LYDIS, Mariette. ~ Le Chant des Amazones. Paris: [Aulard and Dorfinant for] Govone, 1931.
Small folio (290 × 220 mm), pp. 95, [5], plus 8 lithographed plates by Lydis, the first partially hand-coloured and signed in pencil. Some spotting, mainly marginal, though slightly heavier on prelims. Uncut in original green and silver wrappers, slightly rubbed, but preserved in early half morocco. Author’s inscription to half-title.
First edition of this collection with the Lydis illustrations. Number 85 of 165 copies and contains the inscription: ‘A Ida, avec toute mon amitié — en souvenir d’une semaine heureuse passée auprès d’elle. Mariette Lydis Paris 1934’ likely to have been addressed to the Russian-born dancer Ida Rubinstein.

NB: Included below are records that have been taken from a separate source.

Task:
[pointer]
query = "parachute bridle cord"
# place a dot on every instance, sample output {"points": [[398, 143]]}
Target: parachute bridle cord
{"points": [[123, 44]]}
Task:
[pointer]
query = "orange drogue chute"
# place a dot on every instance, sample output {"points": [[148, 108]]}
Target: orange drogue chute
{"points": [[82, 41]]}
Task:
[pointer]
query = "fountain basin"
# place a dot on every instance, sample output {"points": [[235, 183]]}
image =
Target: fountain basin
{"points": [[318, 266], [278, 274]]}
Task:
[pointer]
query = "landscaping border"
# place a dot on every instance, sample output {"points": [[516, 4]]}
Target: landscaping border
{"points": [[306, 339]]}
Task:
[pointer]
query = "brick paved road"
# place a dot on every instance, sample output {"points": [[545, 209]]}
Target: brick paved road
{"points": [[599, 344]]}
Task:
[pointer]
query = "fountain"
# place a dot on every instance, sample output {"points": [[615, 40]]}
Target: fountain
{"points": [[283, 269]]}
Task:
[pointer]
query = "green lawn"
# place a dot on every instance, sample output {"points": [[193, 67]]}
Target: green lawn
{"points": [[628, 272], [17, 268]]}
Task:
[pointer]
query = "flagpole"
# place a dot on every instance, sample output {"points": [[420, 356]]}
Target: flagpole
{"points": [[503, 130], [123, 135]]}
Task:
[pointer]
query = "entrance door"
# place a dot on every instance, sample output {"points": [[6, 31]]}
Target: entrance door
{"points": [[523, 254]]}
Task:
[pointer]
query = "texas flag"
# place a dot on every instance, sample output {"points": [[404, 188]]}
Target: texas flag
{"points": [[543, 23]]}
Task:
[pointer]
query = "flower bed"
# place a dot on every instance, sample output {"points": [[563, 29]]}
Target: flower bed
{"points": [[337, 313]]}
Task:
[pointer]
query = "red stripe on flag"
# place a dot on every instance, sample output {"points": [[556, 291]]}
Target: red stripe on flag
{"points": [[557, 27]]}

Chant des Amazones is a celebration of female athleticism in verse, prose and image and is dedicated to ‘une jeune fille victorieuse dans la course des 1,000 mètres’. The texts are drawn from Montherlant’s Les Onze devant la porte dorée (1924) which he had written against the background of preparations for the 1924 Paris Olympics. Women’s participation in Olympic athletics was then extremely limited, but the decade after 1924 witnessed its rapid expansion and a general enthusiasm for women’s sport, reflected in this book. Well-known as a writer, Montherlant was an important contact for Lydis throughout her career though his posthumous reputation has revealed him as a serial pederast and dabbler in right-wing politics. His later works were marked by distinct anti-feminism and misogyny. Lydis’ illustrations are fresh and well-meaning, but her evident sexualisation of pubescent girls is troubling to the modern eye. The book was issued in handsome silver, green and turquoise lithographed wrappers.